1. Context
People suffering from chronic conditions have little choice but to care for their health and discipline their lives permanently to minimize the risks of their illness. Activities such as diet monitoring and regular exercise could help such patients over the long term. Diabetes -including type 1 and type 2 diabetes- is among such chronic conditions, with over 90% of the patients suffering from the second type. Global estimates suggest a 50% growth in the prevalence of this disease between 2017 and 2045, resulting in a total of 693 diabetic patients worldwide (1).
Getting type 2 diabetes (T2D) is associated with one's lifestyle, family history, etc. In terms of genome-wide association (GWAS), over 400 genes have been detected to be associated with this disease. However, genetics play a minuscule role (less than 20%) in developing this condition. Studies suggest that self-management and lifestyle change are crucial in treating type 2 diabetes (1).
Self-management helps retain health and reduce risks such as retinal damage, amputation, and cardiovascular diseases (2, 3). Self-management is defined as one's capability in managing symptoms, treatment, physical and socio-psychological consequences, and lifestyle changes associated with the chronic illness they live with (4). Another definition of self-management refers to it as the measures taken by the patient to restore their stable and normal state, returning from a biologically uncertain state to normal life (5). Most definitions of self-management are consistent with Fox and Ward (6) assuming that healthcare users are equipped as "expert patients" by social and healthcare providers to manage their illnesses (7). Others have expanded this notion to "expert families," referring to the family's capability to care for its members in case of vulnerability (8). Some others believe a wider range to be in place at the community scale. Whitehead suggests that a paradigm shift is being made from the hierarchical healthcare model with a biological and medical approach to a more comprehensive and freer model of self-care cooperation by individuals, families, and the community (9).

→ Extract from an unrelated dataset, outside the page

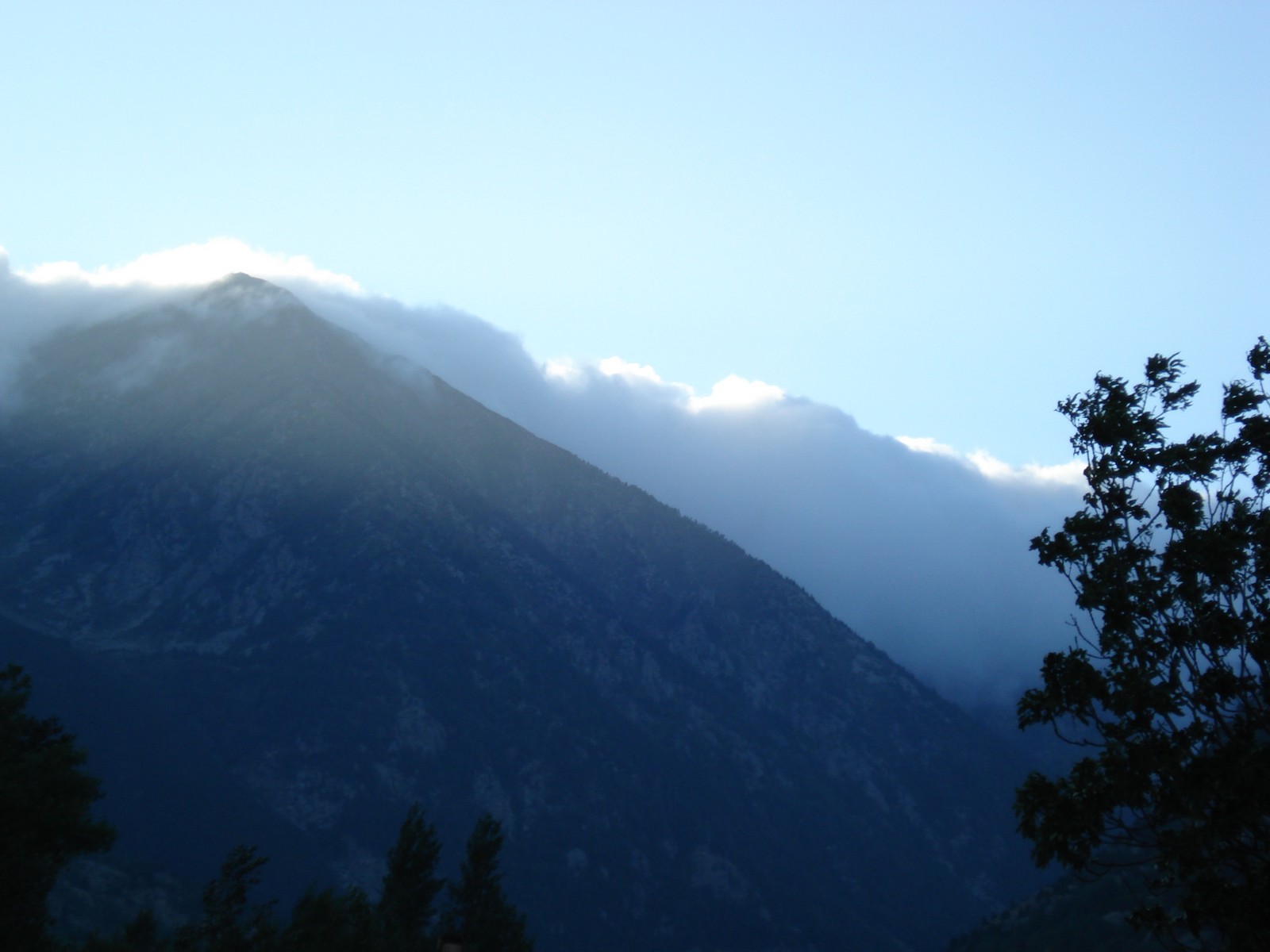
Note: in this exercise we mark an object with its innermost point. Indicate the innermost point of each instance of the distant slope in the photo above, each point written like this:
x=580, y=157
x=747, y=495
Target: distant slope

The present study seeks to identify the social factors affecting type 2 diabetes self-management and discuss how they influence it. The contributed knowledge can help healthcare policymakers increase effectiveness and efficiency when designing and implementing relevant interventions. The impact of one community -i.e., “others” or “people”- can create self-management incentives and help healthcare managers take advantage of this capacity to improve health at the community scale. Recognizing the role of social factors affecting patients as the intermediate between them and the market would enhance self-management (10). The micro-scale social environment of the patient requires rehabilitation, which would not only influence the healthcare process but also support and facilitate health-oriented behaviors of the patient as the patient learns how to correct their consumption. As long as a patient’s family and those around them are at a lower level of the learning process, their activities on the market can challenge the patient’s self-management.
2. Evidence Acquisition
The present study is a review article adopting a narrative approach and was performed in 2022. To conduct the study, the appropriate keywords given the research objective (investigating the influence of social factors on diabetes self-management) including self-management, diabetes, and social factor were first selected using MeSH.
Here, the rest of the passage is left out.